The Will to Power

Book Two: A Criticism of the Highest Values That Have Prevailed Hitherto
I: Criticism of Religion

§246   By pressing the doctrine of disinterestedness and love into the foreground, Christianity by no means elevated the interests of the species above those of the individual. Its real historical effect, its fatal effect, remains precisely the increase of egotism of individual egotism, to excess (to the extreme which consists in the belief in individual immortality). The individual was made so important and so absolute, by means of Christian values, that he could no longer be sacrificed despite the fact that the species can only be maintained by human sacrifices. All “souls” became equal before God: but this is the most pernicious of all valuations! If one regards individuals as equals, the demands of the species are ignored and a process is initiated which ultimately leads to its ruin. Christianity is the reverse of the principle of selection. If the degenerate and sick man (“the Christian”) is to be of the same value as the healthy man (“the pagan”), or if he is even to be valued higher than the latter, as Pascal’s view of health and sickness would have us value him, the natural course of evolution is thwarted and the unnatural becomes law —

In practice this general love of mankind is nothing more than deliberately favouring all the suffering, the misformed and the degenerate: it is this love that has reduced and weakened the power, responsibility and lofty duty of sacrificing men. According to the scheme of Christian values, all that remained was the alternative of self-sacrifice, but this vestige of human sacrifice, which Christianity conceded and even recommended, has no meaning when regarded in the light of rearing a whole species. The prosperity of the species is by no means affected by the sacrifice of one individual (whether in the monastic and ascetic manner or by means of crosses, stakes and scaffolds, as the “martyrs” of error). What the species requires is the suppression of the physiologically malformed, the weak and the degenerate: but it was precisely to these people that Christianity appealed as a preservative force, it simply strengthened that natural and very strong instinct of all the weak which bids them protect, maintain and mutually support each other. What is Christian “virtue” and “love of men”, if not precisely this mutual assistance with a view to survival, this solidarity of the weak, this thwarting of selection? What is Christian altruism, if it is not the mob-egotism of the weak which divines that, if everybody looks after everybody else, every individual will be preserved for a longer period of time?

He who does not consider this attitude of mind as immoral, as a crime against life, himself belongs to the sickly crowd and also shares their instincts —

Genuine love of mankind exacts sacrifice for the good of the species — it is hard, full of self-control, because it needs human sacrifices. This pseudo-humanity which is called Christianity would like to establish the rule that nobody should be sacrificed.
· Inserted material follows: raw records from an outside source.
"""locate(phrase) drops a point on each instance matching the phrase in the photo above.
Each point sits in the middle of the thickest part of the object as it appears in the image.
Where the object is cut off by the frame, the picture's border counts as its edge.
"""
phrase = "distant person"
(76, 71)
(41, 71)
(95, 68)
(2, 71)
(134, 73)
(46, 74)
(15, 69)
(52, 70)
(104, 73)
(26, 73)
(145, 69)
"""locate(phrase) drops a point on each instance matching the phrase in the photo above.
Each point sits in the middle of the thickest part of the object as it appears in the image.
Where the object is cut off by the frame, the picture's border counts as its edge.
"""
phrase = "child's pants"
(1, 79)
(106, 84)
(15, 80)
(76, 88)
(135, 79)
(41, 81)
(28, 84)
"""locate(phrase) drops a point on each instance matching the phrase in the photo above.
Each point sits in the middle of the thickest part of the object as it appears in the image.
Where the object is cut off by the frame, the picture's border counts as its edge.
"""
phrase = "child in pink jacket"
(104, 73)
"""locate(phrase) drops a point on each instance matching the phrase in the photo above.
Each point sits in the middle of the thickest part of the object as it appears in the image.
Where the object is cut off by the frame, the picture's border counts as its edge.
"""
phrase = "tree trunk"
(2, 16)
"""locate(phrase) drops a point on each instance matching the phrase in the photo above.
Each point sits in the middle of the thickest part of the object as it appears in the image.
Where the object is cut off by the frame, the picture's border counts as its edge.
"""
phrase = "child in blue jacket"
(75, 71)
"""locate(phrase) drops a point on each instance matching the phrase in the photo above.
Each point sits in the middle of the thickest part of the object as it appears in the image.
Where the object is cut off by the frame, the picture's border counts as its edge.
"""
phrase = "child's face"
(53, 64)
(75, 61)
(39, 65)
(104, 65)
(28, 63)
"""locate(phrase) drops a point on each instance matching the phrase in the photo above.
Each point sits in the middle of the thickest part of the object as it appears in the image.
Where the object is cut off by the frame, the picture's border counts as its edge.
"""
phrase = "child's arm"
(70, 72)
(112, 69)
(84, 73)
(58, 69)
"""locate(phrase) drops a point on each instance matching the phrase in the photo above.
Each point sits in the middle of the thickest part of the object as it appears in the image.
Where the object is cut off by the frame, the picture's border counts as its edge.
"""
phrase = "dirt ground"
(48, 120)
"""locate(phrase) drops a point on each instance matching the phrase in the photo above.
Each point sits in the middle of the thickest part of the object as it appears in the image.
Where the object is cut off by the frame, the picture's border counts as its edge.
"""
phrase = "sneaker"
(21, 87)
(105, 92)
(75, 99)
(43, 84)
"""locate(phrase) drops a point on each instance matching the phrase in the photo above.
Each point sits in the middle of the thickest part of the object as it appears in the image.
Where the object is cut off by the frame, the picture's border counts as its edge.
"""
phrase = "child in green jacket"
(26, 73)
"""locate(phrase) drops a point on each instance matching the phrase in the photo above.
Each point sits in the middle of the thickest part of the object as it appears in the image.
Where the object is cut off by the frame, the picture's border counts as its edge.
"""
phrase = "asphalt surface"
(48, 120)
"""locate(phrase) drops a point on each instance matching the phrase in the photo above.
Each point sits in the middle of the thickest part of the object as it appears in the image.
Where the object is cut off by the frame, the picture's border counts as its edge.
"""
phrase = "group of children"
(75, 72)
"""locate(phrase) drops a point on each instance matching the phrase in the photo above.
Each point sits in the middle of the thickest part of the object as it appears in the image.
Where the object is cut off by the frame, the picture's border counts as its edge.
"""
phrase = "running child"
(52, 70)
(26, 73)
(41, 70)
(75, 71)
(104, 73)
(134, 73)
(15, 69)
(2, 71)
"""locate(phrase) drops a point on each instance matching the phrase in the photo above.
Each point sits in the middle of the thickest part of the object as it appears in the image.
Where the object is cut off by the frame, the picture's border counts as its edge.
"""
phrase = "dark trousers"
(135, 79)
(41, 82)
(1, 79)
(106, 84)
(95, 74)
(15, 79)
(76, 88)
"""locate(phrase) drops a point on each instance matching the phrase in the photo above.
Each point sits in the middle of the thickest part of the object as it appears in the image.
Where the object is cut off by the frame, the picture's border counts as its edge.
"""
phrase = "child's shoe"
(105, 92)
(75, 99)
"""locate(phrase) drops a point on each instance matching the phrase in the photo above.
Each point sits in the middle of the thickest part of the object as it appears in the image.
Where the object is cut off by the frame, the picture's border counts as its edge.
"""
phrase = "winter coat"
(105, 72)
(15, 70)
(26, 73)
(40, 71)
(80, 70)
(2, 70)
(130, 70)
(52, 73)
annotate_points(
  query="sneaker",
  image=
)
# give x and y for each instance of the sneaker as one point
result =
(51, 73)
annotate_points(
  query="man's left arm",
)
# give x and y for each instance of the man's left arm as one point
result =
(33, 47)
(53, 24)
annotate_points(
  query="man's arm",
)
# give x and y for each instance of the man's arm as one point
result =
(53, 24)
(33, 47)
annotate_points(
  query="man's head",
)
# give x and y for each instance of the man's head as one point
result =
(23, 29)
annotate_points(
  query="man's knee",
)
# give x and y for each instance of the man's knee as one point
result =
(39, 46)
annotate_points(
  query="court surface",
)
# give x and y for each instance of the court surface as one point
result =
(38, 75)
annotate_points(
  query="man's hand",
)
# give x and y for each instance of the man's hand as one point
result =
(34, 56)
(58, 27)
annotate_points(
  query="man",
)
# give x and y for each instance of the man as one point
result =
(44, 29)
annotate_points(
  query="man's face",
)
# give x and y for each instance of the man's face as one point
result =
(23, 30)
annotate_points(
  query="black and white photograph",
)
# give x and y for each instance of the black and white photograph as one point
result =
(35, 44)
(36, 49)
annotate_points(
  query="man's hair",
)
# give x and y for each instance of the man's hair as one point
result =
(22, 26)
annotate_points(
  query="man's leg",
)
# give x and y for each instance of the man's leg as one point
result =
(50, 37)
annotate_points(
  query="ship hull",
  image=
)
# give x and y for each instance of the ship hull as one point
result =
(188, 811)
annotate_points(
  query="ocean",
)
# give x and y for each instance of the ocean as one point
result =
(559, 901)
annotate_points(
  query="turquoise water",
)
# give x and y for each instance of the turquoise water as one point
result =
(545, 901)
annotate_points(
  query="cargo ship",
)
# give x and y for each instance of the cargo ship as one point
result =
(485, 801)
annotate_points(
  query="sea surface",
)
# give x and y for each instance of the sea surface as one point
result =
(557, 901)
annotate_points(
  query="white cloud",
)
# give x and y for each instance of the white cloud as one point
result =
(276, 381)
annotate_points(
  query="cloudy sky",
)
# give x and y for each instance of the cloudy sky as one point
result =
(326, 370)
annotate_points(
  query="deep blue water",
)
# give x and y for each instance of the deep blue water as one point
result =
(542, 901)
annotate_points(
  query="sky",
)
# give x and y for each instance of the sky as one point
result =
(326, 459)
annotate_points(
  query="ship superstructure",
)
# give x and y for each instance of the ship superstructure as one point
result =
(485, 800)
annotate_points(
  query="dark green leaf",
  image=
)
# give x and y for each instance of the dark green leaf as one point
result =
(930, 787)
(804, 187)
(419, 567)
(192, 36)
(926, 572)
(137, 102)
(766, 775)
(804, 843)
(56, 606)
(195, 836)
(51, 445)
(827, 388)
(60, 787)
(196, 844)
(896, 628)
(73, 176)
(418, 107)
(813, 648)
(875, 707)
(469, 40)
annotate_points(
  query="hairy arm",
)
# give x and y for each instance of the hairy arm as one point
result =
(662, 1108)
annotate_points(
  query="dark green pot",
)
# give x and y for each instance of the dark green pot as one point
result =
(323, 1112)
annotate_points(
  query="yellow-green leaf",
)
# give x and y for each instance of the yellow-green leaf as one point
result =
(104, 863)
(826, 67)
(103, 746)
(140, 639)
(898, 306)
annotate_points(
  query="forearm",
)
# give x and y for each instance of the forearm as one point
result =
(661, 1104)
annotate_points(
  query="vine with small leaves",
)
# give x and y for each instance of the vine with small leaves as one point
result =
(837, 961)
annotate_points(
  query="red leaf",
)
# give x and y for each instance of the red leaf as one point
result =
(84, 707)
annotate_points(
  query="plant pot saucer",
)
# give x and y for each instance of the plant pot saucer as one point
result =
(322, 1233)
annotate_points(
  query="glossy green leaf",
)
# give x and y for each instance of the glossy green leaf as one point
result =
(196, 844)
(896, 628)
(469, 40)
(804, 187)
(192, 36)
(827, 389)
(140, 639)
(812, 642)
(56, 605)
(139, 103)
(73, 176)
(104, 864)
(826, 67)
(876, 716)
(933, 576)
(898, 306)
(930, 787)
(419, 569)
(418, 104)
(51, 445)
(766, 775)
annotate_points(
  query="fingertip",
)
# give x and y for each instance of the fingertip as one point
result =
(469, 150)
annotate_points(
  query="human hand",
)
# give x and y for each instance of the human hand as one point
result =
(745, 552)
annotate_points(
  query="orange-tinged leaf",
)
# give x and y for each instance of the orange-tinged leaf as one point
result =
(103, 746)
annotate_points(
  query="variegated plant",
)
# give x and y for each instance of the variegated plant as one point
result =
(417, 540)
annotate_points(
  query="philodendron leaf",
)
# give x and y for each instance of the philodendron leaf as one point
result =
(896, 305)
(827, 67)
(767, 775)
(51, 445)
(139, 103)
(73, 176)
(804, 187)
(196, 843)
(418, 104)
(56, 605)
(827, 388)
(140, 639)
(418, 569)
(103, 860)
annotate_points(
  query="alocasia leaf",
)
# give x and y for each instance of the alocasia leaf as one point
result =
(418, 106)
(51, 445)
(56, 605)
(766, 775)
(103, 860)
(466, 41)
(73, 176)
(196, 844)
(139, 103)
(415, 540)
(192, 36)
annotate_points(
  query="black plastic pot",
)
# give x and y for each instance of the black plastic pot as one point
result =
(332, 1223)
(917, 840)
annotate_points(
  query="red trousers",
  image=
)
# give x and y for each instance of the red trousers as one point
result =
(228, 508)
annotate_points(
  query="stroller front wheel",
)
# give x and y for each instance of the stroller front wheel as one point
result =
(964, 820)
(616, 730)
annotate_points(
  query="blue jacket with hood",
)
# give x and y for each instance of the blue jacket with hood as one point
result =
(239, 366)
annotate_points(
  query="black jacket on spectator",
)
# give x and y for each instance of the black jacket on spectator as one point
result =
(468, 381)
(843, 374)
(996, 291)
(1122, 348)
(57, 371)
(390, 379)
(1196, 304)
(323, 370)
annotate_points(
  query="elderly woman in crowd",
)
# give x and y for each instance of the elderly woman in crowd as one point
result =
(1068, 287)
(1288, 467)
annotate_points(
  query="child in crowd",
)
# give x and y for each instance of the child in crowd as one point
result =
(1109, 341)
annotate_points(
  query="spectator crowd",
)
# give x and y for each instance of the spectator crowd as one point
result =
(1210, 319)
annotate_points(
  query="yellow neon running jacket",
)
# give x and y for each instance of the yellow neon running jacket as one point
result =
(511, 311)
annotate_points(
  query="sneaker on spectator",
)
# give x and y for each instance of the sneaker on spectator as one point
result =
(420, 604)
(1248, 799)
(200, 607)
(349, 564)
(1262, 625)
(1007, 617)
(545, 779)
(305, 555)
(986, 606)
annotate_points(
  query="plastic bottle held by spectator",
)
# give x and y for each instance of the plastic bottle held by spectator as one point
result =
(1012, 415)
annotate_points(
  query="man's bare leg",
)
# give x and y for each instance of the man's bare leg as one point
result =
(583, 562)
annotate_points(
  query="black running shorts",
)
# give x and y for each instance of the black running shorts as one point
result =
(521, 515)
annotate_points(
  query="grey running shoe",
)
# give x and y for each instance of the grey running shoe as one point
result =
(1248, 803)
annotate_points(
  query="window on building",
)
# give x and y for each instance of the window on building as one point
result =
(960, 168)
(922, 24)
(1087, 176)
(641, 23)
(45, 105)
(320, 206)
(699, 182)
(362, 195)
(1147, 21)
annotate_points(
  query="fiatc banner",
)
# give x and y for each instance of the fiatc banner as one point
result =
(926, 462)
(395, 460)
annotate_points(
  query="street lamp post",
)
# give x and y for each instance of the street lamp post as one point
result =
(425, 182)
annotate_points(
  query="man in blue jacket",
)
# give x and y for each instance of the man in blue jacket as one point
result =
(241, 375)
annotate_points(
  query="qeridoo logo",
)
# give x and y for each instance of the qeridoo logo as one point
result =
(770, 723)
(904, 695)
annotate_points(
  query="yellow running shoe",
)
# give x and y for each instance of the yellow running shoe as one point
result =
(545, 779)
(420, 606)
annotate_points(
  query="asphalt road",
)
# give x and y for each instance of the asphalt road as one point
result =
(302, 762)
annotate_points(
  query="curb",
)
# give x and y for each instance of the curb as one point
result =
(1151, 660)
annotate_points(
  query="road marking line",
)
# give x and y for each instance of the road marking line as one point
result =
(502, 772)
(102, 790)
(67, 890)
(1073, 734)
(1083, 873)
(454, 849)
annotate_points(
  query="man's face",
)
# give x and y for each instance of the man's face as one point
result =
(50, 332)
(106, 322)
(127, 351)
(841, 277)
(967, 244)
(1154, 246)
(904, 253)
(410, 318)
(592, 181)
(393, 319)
This is from some time in mid-1888, during the year before Nietzsche’s mental collapse. Whether or not this is his real thought, or evidence of the madness, isn’t entirely clear to me. He was aiming at a reconstruction of ethical thought which would replace the inevitable failure of Christianity, and the bulk of his writing leaves no doubt that he considered Christianity, at its formation, as a political movement of a decadent underclass by which wealth and ambition are condemned, and passive submission and weakness applauded.

It is important to locate Nietzsche properly in the development of Western thinking to understand the importance of this aspect of his thought. He became an academic during the 1860s, just a few years after publication of Darwin’s On The Evolution of Species in 1859. What is more, during the 1850s, Spinoza’s method of Biblical criticism had been revived in Germany, and Nietzsche was acutely aware of the ever-growing catalog of gross contradictions and historical errors discovered within the Bible. At least publicly, he was the first person to put those things together and grasp that progress in scientific thought, and historical study of the Bible as opposed to devotional study, doomed Christianity — that God is dead.

So: Is Nietzsche advocating what later became known as ‘social Darwinism’ in this passage? I don’t know, but I think probably so. He seems to think that the human species can progress only by letting the C-team perish — never realizing, apparently, that society needs not just philosophers but schleps to pick-up the trash and haul it to the dump.